Sandfall Interactive, the French studio founded by ex-Ubisoft devs which recently released instant-hit turn-based JRPG Clair Obscur: Expedition 33, has a YouTube channel filled with trailers and developer dives and soundtrack snippets.
There's also an old channel called Sandfall Devs which has 536 subscribers and exactly one video: a 2021 tutorial on a character asset pipeline for Unreal Engine 5, where Expedition 33 director Guillaume Broche brings vtuber-like puppeteering to old face models that might just be a precursor to Lune, a character who, four years after this video was posted, has become the glue for my party in the finished game.
I found this video via an ancient Reddit post from Broche – the same way that an old draft of an Expedition 33 trailer resurfaced, "terrible robotic voices" and all.
"Guillaume Broche here from Sandfall Interactive, a new video game studio based in France from ex-Ubisoft devs working on an RPG on Unreal Engine 5," the prophetic video description begins.

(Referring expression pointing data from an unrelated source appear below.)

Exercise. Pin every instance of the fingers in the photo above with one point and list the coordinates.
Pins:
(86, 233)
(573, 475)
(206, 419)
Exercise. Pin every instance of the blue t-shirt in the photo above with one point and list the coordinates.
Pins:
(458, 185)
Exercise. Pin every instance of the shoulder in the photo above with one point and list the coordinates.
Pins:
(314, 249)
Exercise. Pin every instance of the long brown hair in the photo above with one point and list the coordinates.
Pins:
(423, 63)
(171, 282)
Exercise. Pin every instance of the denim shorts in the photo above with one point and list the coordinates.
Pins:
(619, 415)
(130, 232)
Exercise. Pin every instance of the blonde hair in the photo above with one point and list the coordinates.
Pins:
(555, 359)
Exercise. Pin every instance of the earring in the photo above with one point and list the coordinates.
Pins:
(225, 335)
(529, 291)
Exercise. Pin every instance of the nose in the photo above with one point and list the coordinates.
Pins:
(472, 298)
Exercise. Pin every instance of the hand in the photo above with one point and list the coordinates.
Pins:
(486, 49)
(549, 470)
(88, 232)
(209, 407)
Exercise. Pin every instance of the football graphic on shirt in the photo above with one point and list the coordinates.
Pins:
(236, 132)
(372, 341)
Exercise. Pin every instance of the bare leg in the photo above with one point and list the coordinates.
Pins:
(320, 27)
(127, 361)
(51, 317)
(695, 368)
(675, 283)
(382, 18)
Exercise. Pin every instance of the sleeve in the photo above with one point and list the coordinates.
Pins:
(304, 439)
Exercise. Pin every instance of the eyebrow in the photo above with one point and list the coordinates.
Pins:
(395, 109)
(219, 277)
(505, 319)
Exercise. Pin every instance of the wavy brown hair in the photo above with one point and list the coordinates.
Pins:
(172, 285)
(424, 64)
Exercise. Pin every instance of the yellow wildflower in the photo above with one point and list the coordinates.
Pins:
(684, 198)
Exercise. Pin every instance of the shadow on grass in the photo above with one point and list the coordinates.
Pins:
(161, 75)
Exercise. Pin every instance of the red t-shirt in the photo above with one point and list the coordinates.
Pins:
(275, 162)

"Here is the first dev tutorial offered to you by our team. Want to create amazing realistic characters while keeping 100% artistic freedom ? Well this pipeline is made for you. You can sculpt your metahuman the way you want without breaking the rig in Unreal Engine."
MetaHuman is an Unreal Engine 5 framework that aims to simplify the process of creating and animating detailed human characters.
In the video, Broche shows an early model of a woman with dark hair and eyes, as well as a line of black runes down her left eye, which suggests to me that this could be a precursor to Lune, who has similar features in Expedition 33.
The video is focused on a specific approach to wrangling MetaHuman and making more expressive characters without crossing any wires. It's an interesting look at the primordial development soup that was poured into Expedition 33, and as a non-dev, I'm also struck by the shots where those characters seem to mirror Broche's speech and movements not unlike vtuber models.
I don't know what Broche's setup was at the time, but the model behavior resembles facial tracking. They speak when he speaks, and their expressions match the inflection of his voice. It's one of those uncanny, can't-look-away oddities that game development is so good at.
It's doubly fascinating given that Expedition 33's characters and realistic presentation ended up being among its strongest points. Games in active development are often like birds: absolutely hideous when they're babies, then quite suddenly beautiful.